Impact on Home Buyers
Before the application of GST, home buyers were required to pay state-levied VAT, stamp duty, and registration charges along with the centre-levied service tax. For under-construction properties, this figure came down to roughly 9-10% of the property. Now, under GST, you will be required to pay a single 12% GST along with stamp duty and registration charges for under-construction projects.
If your under-construction property falls under the Credit Linked Subsidy Scheme (CLSS) (i.e. you are eligible to avail of interest subsidies from the Government or under the PMAY Scheme), then you will only be required to pay 8% GST.
GST is also a ‘pass through’ tax. Only the excess of what is collected by the business/individual over what is paid by that business/individual, is paid to the government. For example, if a real estate developer collects GST of Rs 10 from his/her customer in selling them their home, but pays GST of Rs 5 to the contractors appointed for the construction of the home, only the difference (i.e. Rs 10 – Rs 5 = Rs 5) will be paid to the government. This has resulted in a dip in the under-construction property prices as developers have decided to pass on these ‘input tax credit’ benefits to home buyers, or are offering ‘all-inclusive prices’ to their buyers.
If you are looking to purchase a ready-to-move-in project, like one of our ready possession 3 BHK apartments in Goa, then you don’t need to worry about GST as ready properties do not have any GST levied on them. You will only be charged the stamp duty, which varies from state to state.
As for home loans, GST levied on processing fees is 18%. This has led to a slight increase in the processing fees cost. Residential rental incomes do not fall under GST’s purview as of yet. However, if you are renting out a property for commercial purposes, get ready to pay 18% GST to your lessor/landlord.
Impact on Real Estate
Establishment of GST in real estate has ushered in increased trust between home buyers and developers, owing to increased transparency. Previously, different contractors charged VAT and service taxes, while procurements had OCTROI and other duties levied on them. It was confusing for the home buyer. GST has subsumed all these levies, making the tax environment far easier to navigate for home buyers and home builders, leading to increased trust, transparency, and therefore, a healthier market.

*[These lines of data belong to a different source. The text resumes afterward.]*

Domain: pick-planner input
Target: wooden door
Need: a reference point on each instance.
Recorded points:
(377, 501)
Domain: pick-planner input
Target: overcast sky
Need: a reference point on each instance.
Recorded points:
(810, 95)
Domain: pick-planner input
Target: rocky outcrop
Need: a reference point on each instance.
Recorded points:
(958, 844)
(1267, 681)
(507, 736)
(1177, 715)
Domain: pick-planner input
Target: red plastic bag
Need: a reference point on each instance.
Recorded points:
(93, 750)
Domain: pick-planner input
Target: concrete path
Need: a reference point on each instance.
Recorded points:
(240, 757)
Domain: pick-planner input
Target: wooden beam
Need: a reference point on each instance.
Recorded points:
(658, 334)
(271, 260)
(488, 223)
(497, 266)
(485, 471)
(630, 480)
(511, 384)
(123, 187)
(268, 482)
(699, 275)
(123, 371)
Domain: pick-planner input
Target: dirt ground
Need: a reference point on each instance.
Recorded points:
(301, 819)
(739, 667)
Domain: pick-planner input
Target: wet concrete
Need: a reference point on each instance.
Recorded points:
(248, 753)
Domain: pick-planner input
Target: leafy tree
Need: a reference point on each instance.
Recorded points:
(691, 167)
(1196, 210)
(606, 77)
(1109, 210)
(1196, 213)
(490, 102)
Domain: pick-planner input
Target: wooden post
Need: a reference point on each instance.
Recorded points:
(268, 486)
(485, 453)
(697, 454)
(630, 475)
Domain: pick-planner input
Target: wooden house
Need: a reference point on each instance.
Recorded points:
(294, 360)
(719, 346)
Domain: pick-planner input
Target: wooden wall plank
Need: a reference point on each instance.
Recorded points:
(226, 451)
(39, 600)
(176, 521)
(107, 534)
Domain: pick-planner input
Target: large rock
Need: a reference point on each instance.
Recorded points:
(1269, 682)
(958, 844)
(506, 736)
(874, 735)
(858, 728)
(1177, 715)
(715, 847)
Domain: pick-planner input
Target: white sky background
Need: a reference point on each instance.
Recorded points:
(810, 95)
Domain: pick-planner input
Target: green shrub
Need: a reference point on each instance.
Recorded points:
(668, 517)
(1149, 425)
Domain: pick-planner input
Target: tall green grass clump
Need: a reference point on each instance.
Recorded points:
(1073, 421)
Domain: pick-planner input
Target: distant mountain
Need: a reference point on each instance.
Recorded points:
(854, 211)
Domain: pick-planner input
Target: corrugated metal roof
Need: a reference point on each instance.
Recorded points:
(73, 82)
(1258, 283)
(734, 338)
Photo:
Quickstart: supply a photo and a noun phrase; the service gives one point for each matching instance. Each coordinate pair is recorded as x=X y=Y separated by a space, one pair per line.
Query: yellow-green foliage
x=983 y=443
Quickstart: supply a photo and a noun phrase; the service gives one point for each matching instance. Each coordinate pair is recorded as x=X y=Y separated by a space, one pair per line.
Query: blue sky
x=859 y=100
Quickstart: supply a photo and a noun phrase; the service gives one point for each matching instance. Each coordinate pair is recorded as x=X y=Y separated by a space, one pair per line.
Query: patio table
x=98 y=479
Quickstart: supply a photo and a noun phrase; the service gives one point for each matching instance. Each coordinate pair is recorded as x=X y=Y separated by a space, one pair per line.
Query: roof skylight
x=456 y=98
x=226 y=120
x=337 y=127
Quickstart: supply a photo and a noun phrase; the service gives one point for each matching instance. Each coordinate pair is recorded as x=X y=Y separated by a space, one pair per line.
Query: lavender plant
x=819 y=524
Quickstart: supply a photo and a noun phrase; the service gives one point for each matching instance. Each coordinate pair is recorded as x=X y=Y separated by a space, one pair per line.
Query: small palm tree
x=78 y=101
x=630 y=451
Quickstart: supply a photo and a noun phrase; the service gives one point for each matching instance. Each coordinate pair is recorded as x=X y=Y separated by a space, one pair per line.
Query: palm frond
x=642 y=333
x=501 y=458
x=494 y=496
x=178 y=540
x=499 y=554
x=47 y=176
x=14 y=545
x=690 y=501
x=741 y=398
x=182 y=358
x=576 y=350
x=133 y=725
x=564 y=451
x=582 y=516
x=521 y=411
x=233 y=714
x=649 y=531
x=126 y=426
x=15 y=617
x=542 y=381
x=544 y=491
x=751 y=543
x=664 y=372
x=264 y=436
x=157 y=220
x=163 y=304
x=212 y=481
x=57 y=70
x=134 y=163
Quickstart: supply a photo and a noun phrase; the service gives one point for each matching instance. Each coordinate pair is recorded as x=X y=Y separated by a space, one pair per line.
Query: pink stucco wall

Since a vast array of commodities fall under different GST tax slabs, construction materials such as cement, bricks, rebar, etc. now have pre-defined GST rates which has subsumed additional taxes and levies. Complexities with billing and procurement, therefore, has dramatically reduced for developers due to incorporation of GST as an umbrella tax that has absorbed procurement taxes such as customs duty, entry tax, OCTROI, excise duty, etc.